While he is still in touch with the others and considers them to be brothers, Thompson said he’s still sometimes surprised that they’ve wound up living so far away from each other.

“You kind of assume that eventually we’d all get out (of the service ) and be back home, but everybody chooses a different thing, moves here, moves there,” he said.

Clark said she’s never surprised to hear that a graduate has moved away from the area.

“What’s to keep them here?” she asked.

Moving On

The impact of young people leaving rural New Hampshire can be seen in a population with more seniors, and fewer schoolchildren.

Though Grafton County’s overall population is growing, the median age has jumped, from 37 in 2000 to 41.5 in 2014, according to figures from the U.S. Census Bureau.

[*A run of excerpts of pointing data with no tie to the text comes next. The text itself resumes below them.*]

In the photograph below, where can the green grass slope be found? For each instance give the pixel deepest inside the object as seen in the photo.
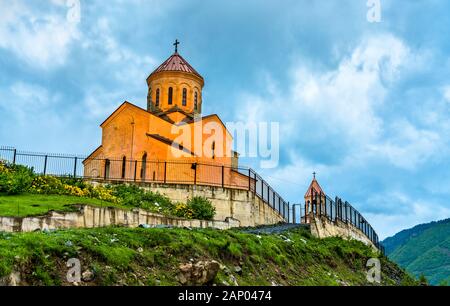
(26, 205)
(120, 256)
(424, 249)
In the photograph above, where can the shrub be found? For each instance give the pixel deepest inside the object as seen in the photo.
(15, 179)
(182, 210)
(202, 208)
(104, 194)
(47, 185)
(131, 195)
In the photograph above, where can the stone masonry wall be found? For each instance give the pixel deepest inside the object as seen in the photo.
(93, 217)
(238, 204)
(321, 227)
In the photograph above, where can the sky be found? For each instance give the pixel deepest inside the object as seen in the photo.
(365, 105)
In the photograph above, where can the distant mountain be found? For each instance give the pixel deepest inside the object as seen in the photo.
(423, 249)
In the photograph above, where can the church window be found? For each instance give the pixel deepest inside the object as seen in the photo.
(184, 96)
(195, 101)
(124, 165)
(170, 98)
(157, 97)
(144, 167)
(107, 168)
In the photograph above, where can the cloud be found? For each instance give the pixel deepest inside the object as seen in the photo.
(342, 124)
(42, 38)
(408, 147)
(446, 92)
(337, 109)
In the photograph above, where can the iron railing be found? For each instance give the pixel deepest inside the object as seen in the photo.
(337, 210)
(149, 171)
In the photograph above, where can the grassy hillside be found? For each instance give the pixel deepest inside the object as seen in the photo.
(120, 256)
(26, 205)
(424, 249)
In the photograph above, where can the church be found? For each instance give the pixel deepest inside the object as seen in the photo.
(170, 138)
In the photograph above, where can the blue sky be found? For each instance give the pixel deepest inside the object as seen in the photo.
(366, 105)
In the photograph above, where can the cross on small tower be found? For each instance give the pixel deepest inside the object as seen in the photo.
(176, 45)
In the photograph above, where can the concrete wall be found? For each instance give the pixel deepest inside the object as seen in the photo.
(238, 204)
(321, 227)
(93, 217)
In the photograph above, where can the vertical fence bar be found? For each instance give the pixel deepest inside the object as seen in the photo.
(45, 164)
(195, 174)
(165, 172)
(75, 167)
(223, 176)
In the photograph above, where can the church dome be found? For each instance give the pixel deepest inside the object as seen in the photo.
(175, 86)
(176, 63)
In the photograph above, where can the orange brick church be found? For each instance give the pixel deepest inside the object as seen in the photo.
(169, 139)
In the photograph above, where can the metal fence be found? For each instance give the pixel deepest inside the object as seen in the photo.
(148, 171)
(337, 210)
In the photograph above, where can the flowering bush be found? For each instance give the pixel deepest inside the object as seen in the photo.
(202, 208)
(15, 179)
(76, 191)
(104, 193)
(47, 185)
(182, 210)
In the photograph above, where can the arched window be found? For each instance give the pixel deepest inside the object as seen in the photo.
(107, 168)
(195, 101)
(157, 97)
(149, 98)
(170, 96)
(184, 96)
(144, 167)
(124, 165)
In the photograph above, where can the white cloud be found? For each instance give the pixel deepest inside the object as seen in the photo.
(414, 212)
(344, 108)
(409, 146)
(446, 92)
(41, 38)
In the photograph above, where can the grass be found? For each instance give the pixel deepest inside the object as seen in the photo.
(26, 205)
(122, 256)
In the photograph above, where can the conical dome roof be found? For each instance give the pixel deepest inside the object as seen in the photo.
(176, 63)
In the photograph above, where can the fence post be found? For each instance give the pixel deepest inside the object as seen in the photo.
(223, 176)
(195, 174)
(45, 164)
(75, 167)
(320, 204)
(165, 172)
(274, 203)
(331, 210)
(255, 184)
(262, 189)
(345, 207)
(293, 214)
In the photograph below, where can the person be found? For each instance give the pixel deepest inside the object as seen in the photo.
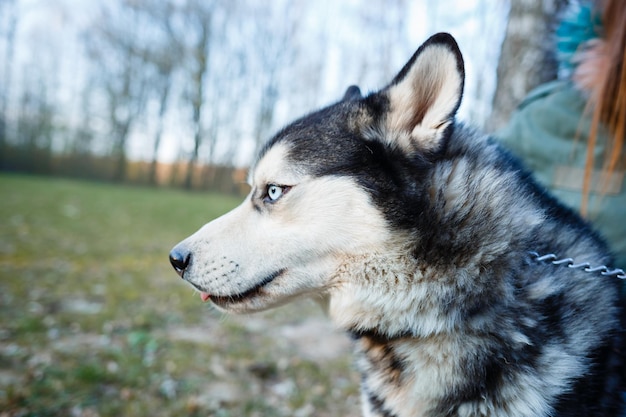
(570, 132)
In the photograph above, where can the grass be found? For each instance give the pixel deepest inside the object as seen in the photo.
(94, 322)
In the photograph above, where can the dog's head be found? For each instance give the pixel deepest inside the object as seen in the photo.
(331, 186)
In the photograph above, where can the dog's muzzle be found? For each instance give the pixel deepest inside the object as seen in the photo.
(180, 258)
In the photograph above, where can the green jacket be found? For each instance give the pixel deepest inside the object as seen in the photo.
(549, 133)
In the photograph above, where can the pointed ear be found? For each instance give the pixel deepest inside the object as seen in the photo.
(424, 97)
(352, 93)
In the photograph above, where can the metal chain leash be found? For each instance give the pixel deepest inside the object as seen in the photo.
(585, 266)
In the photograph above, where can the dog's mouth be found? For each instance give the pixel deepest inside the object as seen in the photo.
(256, 290)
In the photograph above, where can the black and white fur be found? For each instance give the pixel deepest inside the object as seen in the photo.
(416, 232)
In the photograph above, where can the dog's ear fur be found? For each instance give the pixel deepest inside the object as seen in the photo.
(424, 97)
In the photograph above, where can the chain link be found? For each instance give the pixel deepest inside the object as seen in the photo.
(585, 266)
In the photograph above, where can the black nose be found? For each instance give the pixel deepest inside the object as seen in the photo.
(180, 258)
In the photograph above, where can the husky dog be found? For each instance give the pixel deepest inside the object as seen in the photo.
(420, 236)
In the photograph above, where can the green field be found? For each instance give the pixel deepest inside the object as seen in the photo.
(94, 322)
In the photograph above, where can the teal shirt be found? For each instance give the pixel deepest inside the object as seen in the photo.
(549, 133)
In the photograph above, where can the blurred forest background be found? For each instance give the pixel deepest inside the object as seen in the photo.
(179, 94)
(182, 92)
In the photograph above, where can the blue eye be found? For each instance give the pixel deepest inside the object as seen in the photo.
(274, 192)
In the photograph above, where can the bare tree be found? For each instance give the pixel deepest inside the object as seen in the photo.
(526, 58)
(199, 17)
(11, 8)
(116, 50)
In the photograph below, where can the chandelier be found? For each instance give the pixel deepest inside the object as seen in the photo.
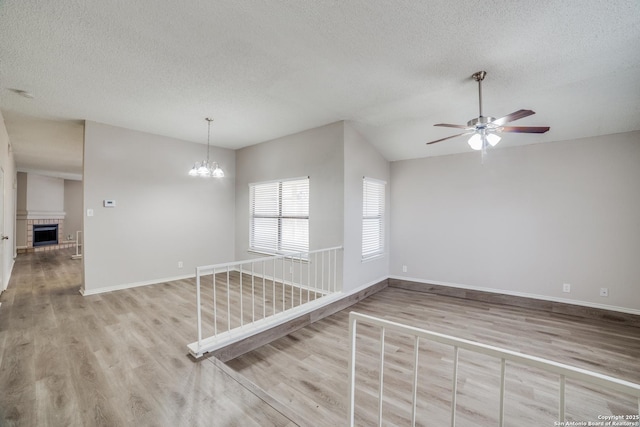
(206, 167)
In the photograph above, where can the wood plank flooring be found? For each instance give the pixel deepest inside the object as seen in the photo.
(308, 368)
(120, 359)
(115, 359)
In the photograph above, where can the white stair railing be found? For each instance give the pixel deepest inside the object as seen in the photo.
(563, 371)
(79, 246)
(236, 300)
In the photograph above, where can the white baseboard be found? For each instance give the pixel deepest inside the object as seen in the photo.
(522, 294)
(87, 292)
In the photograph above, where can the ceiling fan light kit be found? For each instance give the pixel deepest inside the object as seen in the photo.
(484, 130)
(207, 168)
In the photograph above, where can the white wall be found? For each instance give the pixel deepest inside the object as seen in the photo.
(72, 207)
(162, 215)
(317, 153)
(44, 193)
(21, 210)
(7, 163)
(525, 222)
(361, 159)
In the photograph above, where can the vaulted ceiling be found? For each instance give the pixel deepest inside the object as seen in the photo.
(265, 69)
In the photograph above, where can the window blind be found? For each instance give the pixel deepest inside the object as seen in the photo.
(279, 216)
(373, 209)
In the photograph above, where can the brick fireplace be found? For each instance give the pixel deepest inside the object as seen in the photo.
(62, 242)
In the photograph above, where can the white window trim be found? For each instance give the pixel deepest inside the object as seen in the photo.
(278, 250)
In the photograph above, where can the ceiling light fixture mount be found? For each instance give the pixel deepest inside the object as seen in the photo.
(485, 130)
(207, 168)
(22, 93)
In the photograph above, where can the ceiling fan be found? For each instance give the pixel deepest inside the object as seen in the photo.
(485, 131)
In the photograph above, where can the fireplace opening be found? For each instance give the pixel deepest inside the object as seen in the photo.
(45, 234)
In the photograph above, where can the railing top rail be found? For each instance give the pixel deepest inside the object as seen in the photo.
(532, 361)
(293, 255)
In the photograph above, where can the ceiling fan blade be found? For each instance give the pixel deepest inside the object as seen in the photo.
(525, 129)
(449, 137)
(513, 116)
(449, 125)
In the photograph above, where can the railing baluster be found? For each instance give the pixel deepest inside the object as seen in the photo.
(454, 386)
(301, 275)
(264, 291)
(199, 309)
(414, 397)
(315, 276)
(503, 368)
(241, 298)
(564, 371)
(322, 274)
(291, 268)
(228, 303)
(308, 278)
(253, 293)
(335, 270)
(215, 306)
(352, 371)
(380, 391)
(248, 319)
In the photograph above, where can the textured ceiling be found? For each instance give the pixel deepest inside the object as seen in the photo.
(264, 69)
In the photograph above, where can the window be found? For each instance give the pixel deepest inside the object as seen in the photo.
(372, 217)
(279, 216)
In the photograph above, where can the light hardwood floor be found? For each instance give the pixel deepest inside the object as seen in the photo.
(120, 359)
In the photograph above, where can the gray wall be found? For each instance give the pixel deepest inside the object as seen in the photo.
(72, 207)
(526, 221)
(361, 159)
(44, 193)
(162, 215)
(8, 165)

With fewer young people to send their children to Woodsville High, this year’s high school student population is 223, down from 318 the year Thompson and the others graduated. The percentage of students that qualify for a free or reduced lunch — a statistic often used to describe an area’s poverty — has increased, from 29.6 percent in 2003 to 34 percent this year.

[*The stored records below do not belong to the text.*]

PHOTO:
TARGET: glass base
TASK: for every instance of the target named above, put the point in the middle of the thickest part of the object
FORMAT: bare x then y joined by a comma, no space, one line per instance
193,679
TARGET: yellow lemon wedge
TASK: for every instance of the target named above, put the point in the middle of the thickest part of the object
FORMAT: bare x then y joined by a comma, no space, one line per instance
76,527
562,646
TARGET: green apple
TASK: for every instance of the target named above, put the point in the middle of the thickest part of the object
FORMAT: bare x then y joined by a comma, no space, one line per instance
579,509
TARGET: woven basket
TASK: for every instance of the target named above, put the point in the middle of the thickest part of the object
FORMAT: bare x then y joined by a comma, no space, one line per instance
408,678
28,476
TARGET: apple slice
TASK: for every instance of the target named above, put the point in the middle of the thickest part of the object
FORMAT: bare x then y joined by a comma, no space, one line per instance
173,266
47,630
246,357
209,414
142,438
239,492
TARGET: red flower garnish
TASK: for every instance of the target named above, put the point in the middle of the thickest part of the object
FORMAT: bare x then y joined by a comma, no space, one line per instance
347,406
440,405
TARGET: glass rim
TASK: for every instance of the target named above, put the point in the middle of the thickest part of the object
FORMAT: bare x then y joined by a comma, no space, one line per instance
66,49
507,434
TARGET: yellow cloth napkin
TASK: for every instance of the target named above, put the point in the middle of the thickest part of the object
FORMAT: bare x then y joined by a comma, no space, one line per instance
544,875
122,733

Brant’s mother said Brant’s younger sister has a master’s degree in mental health counseling but had a hard time finding a local job. She’s now in the process of joining the Vermont National Guard. Mary Ann Brant said she is also out of work and looking for a job.

“I’m looking at minimum wage,” she said. “I could go to McDonald’s. There’s not a lot to do around here.”

In fact, even Thompson, the last of the four Marines to live in Woodsville, is about to leave himself.

“I’m moving to Portsmouth,” he said. “A job opportunity came up, so I’m going to go work at a shipyard, painting.”

He’s sad to leave the community, but even without overtime, he said, he’ll probably make 50 percent more than he makes now.

“The rent down there is way higher, but if you do the math, I’m still way ahead,” he said.

But Thompson’s departure may not spell the end of the group’s presence in Grafton County.

Clark said many move away to make their mark on the world, but some never lose the desire to come back home. When those people find a way to return, she said, it’s often a decision that sticks.

“They’ve seen what the world’s like outside of Woodsville, New Hampshire,” she said. “When they come back, it’s by choice.”